At the cardiology clinic, the family met with Dr. Carlo, who performed an echocardiogram of Colt’s heart and diagnosed him with atrioventricular canal defect (AVC). AVC occurs when there’s a hole between the four chambers of the heart and one valve instead of two valves between the atria and ventricles. “It was such a shock, even though we knew it wasn’t something as simple as bronchitis or colic causing Colt’s symptoms,” Laura says. “After Dr. Carlo told us, the next few days were just a blur. But Dr. Carlo stressed that he was here for us if we have any questions, and he let us ask lots of questions as we were able to process the diagnosis. He was so kind to talk with us as long as we needed in order to understand.”

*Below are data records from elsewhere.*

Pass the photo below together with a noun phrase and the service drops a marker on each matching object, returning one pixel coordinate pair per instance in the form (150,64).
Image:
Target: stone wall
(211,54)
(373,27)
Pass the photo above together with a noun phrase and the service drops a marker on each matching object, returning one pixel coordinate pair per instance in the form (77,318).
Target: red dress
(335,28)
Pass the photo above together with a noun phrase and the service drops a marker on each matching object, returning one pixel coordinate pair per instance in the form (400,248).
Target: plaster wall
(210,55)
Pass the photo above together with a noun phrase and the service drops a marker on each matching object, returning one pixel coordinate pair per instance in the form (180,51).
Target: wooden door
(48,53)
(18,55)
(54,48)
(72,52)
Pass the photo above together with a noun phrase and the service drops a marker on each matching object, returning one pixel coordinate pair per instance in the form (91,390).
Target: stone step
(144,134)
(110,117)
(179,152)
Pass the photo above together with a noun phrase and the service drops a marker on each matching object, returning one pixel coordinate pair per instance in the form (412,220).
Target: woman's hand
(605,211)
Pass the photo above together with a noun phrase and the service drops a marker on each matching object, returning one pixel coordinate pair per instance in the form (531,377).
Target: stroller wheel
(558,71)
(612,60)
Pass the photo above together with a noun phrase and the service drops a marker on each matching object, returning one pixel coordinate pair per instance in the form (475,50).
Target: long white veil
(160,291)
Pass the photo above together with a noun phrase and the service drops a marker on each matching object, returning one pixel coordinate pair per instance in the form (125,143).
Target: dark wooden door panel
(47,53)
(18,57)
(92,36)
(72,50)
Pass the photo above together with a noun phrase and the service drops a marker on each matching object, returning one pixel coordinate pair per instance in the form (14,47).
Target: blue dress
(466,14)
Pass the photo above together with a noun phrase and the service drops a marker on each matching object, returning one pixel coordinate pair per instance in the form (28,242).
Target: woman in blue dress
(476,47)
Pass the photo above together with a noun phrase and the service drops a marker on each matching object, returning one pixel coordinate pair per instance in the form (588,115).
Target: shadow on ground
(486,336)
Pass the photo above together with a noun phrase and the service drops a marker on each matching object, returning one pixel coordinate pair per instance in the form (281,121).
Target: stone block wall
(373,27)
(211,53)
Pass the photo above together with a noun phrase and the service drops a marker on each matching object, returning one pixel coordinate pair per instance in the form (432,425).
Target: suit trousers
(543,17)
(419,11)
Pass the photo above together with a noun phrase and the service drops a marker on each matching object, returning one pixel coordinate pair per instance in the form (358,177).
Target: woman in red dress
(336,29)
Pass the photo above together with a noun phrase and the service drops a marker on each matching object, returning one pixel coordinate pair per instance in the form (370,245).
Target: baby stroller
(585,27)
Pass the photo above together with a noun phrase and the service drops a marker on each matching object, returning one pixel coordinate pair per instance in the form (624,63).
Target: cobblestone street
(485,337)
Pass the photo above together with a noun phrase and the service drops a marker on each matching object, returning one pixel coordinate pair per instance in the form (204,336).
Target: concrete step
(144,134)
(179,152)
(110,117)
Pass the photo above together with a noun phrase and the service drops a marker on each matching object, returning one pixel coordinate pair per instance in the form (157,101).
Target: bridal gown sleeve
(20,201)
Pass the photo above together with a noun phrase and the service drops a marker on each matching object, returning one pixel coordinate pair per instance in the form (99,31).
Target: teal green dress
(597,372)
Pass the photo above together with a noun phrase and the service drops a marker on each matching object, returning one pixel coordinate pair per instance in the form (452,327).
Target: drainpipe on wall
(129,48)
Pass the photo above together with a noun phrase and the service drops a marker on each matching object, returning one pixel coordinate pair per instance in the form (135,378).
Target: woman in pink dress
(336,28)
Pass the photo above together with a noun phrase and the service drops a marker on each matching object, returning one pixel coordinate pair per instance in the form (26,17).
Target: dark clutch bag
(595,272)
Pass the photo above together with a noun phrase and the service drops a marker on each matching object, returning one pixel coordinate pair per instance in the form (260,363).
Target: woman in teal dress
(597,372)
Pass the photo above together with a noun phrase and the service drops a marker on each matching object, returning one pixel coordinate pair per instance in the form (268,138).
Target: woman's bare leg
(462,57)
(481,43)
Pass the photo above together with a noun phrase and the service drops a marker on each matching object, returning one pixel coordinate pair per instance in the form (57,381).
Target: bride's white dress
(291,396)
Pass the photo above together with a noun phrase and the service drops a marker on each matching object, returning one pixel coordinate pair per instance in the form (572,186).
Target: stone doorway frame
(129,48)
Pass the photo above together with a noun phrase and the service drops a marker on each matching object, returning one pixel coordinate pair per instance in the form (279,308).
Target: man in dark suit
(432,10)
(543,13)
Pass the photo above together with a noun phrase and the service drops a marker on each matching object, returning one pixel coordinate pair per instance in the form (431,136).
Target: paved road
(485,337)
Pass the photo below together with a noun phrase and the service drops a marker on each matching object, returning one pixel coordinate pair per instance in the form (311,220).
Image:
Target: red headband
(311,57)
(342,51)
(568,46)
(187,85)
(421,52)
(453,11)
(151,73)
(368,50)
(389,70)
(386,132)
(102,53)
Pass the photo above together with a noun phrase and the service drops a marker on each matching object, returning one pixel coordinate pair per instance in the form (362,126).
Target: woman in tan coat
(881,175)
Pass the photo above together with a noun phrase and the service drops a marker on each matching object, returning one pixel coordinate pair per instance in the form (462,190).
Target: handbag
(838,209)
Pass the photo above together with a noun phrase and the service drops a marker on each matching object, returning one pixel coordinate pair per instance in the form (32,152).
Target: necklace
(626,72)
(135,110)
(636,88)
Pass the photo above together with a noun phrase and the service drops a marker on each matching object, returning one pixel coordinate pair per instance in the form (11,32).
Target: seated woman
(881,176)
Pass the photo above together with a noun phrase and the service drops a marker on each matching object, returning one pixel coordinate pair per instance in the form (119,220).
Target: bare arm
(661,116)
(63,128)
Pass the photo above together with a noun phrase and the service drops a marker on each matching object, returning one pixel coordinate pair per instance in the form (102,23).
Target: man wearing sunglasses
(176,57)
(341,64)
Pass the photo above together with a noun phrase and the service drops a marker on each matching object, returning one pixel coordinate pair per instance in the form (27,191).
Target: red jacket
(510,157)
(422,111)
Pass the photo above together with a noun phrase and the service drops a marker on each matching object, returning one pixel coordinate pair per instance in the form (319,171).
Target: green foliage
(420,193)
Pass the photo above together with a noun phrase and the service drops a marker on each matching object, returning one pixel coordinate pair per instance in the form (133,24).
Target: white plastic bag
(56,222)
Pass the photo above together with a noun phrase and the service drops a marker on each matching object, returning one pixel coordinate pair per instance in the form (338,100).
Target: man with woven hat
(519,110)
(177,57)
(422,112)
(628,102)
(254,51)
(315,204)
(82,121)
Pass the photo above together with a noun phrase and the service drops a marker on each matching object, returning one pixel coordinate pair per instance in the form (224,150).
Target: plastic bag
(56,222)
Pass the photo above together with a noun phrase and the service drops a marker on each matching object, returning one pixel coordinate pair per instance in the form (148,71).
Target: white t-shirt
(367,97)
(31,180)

While the family was striving to process the diagnosis and the fact that Colt would need open heart surgery, they were also trying their best to help Colt gain weight. Dr. Carlo’s goal was to wait a month or so for Colt to gain some weight before Dr. Dabal would perform the surgery. They worked with a child nutritionist at Children’s who specializes in children with heart disease, but when Colt was unable to gain weight eating by himself, a feeding tube was inserted to help him. While some improvement was made, it wasn’t much. “His little heart was just working in overdrive, so everything he took in was quickly burned all off because of it,” Laura says.
After about a month, doctors decided it was best to go ahead and schedule Colt’s surgery to repair the heart defect. “At the point of surgery, there was relief but there was also fear,” Laura says. “It’s hard to watch your child struggle every day, so we were relieved the surgery would help him get better, but having your baby go through open heart surgery obviously causes a lot of fear.”
The surgery seemed long—it lasted six hours—but it was successful. The hole between the chambers was successfully closed, but in forming two valves out of one valve, there was insufficient tissue and Colt was left with mitral valve regurgitation, which might mean another surgery down the road. After just a week in the hospital, Colt was discharged to go home. “He has done so well,” Laura says. “He now runs around and plays and you’d never know anything was ever wrong. No one ever wants to be in a situation where their child is sick, but when they are, I can’t imagine anywhere better than Children’s. They went above and beyond to answer our questions and take the absolute best care of Colt. They literally walked with us through every part of it and still call to check on him to this day.”